Many Council members will also be listening carefully to O’Brien’s statement on the prevalence of the government’s use of barrel bombs in recent months. On 12 November, Council members heard from the Human Rights Council’s Commission of Inquiry that indiscriminate attacks by the government, including by barrel bombs and targeting medical facilities, have increased in 2015. While OCHA has conveyed to Council members that the UN is not in a position to verify definitively the government’s use of barrel bombs, the report does cite figures from the Syrian Network of Human Rights that reported that 1,438 barrel bombs were dropped across Syria in October. Apparently Russia has informed its fellow Council members that Moscow is in the process of urging Assad to stop the use of barrel bombs. Meanwhile, the draft resolution on indiscriminate attacks in Syria with a particular focus on barrel bombs—drafted by France, Spain and the UK—is unlikely to be circulated to Council members until the drafters reassess the climate in the Council after the Vienna II talks. Russia has characterised the draft as a distraction.
Special Representative Zerrougui is likely to focus her comments on how the proliferation of armed actors across Syria in 2015 has affected ongoing violations against children. Council members anticipate that she will pay particular attention to abduction, child recruitment, killing and maiming, and attacks on schools and hospitals. Denial of humanitarian access and sexual violence are other grave violations in the Special Representative’s mandate, but her fellow briefers will cover those aspects in Monday’s briefing. (Six groups, including the government, ISIS and armed opposition forces, are listed in the Secretary-General’s 2015 annual report on children and armed conflict for grave violations against children.) Zerrougui is likely to underscore that the international community is risking the future of an entire generation of Syrian children by not committing to a common vision for peace.

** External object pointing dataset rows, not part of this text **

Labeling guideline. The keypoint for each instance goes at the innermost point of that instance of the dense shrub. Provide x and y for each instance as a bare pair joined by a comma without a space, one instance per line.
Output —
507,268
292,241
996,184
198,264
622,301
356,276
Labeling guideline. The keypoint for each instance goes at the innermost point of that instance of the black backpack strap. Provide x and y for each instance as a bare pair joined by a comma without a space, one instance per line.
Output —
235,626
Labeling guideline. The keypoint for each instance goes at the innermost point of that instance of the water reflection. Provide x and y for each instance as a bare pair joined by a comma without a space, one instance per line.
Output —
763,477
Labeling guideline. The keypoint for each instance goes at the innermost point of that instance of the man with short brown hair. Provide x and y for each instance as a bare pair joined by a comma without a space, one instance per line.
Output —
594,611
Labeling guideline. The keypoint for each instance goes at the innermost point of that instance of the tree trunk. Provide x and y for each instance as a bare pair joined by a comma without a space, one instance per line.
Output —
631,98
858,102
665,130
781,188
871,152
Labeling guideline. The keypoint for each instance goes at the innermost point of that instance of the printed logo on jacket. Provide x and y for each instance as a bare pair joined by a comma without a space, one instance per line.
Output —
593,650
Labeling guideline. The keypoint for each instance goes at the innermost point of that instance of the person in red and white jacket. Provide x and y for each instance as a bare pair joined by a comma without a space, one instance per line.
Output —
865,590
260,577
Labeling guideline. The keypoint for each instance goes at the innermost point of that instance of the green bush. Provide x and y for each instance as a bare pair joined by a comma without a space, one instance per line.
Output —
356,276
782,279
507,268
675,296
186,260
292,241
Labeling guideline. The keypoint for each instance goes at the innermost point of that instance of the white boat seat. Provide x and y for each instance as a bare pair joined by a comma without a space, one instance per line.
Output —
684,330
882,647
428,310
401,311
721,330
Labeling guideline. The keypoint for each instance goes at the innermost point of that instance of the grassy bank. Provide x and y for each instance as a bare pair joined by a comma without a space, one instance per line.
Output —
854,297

Special Representative Bangura is expected to reiterate to Council members how sexual violence is perpetrated by both state and non-state actors in Syria. (Seven groups, including the government, ISIS and armed opposition forces, are listed in the Secretary-General’s 2015 annual report on sexual violence.) Sexual violence by security forces or pro-government militias occurs during house searches, in detention and at checkpoints. Regarding non-state actors, Council members expect Bangura will detail how ISIS has institutionalised sexual violence to increase recruitment by promising male fighters access to women and girls. She will also describe how ISIS terrorises communities into compliance, displaces populations from strategic areas and generates revenue through trafficking, slave trade and ransoms. She is also likely to reiterate to the Council that fear of rape has been one of the factors driving displacement from Syria. There is an increased vulnerability of displaced women and girls to sexual exploitation, such as human trafficking and forced marriage. The fear of rape has also led to communities of refugees and internally displaced persons adopting negative coping mechanisms that affect women and girls, such as early marriage and removal from school.